Today community advocates from across the state joined together to call for the release of immigrant detainees and halt ICE activities in Nevada during the COVID-19 crisis.
Advocates sent a joint letter to the ICE Field Office Director Robert Culley, demanding that he use his discretion to release individuals in ICE detention, prioritizing those who the CDC has identified as high-risk populations. Detention centers have high turnover rates, with people being released and admitted every day—directly putting staff and detainees at an unacceptable risk during the current pandemic.
“The question is not if we can prevent COVID-19 from entering ICE detention facilities in Nevada, it is how we can minimize its impact on individuals when it happens,” said Paloma Guerrero of the UNLV Immigration Clinic.
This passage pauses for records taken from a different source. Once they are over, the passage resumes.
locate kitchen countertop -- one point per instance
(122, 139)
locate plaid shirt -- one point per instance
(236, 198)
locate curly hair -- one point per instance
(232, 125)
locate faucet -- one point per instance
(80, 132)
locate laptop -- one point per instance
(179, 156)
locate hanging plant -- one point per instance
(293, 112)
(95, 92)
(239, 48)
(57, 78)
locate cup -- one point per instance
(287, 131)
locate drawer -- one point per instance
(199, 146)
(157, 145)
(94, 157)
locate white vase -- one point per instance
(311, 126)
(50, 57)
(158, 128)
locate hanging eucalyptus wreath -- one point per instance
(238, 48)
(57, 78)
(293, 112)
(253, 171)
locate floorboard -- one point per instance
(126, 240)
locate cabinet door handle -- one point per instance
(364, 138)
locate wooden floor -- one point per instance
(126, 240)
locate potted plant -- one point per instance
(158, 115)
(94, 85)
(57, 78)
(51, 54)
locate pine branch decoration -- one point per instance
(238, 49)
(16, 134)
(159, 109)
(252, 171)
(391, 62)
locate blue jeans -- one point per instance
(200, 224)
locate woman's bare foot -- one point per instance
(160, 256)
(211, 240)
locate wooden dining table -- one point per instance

As such, the release of individuals, a choice ICE has the power to make, is necessary to limit exposure to as few people as possible.
While other parts of local, state and federal government have sought to protect the community from a health emergency, ICE has continued field operations targeting Las Vegas families. On Sunday, March 15, while Governor Sisolak was announcing the closure of Nevada’s school, ICE was arresting a father of three children when he left his home to buy cleaning supplies and to look for any food still left in the grocery stores in order to prepare his family and home against COVID-19. His daughter, Jessica Chavez commented:
“Over the weekend, my dad was doing what most people are doing during this difficult time. He was on his way to look for cleaning supplies to ensure that his home is clean and safe. Since most stores are currently empty, he was also looking to buy food when he was detained by ICE and taken into custody. My dad is a hard-working person; he has a clean criminal record and has never been arrested or charged with any crimes. He has a United States citizen teenage daughter who depends on him emotionally and financially. We are concerned about his health because before he was detained, he mentioned that he was feeling under the weather. We are afraid that since he is being kept in a confined space with other people, this might make him more vulnerable to the coronavirus. We respectfully ask that he is released and allowed to come home.”
Subsequently, his family has been unable to contact him because family visitation has been blocked by ICE during the pandemic.
Local attorney Sarah Perez Esq. of Hamilton Law commented:
“In a time of uncertainty, when we are all trying to keep calm while holding our loved ones tight, ICE is out there detaining people. Half of the city is shut down, and people are in self-quarantine. Right now, we don’t need families worrying about whether ICE is outside their door. We need families taking care of each other and keeping each other safe.”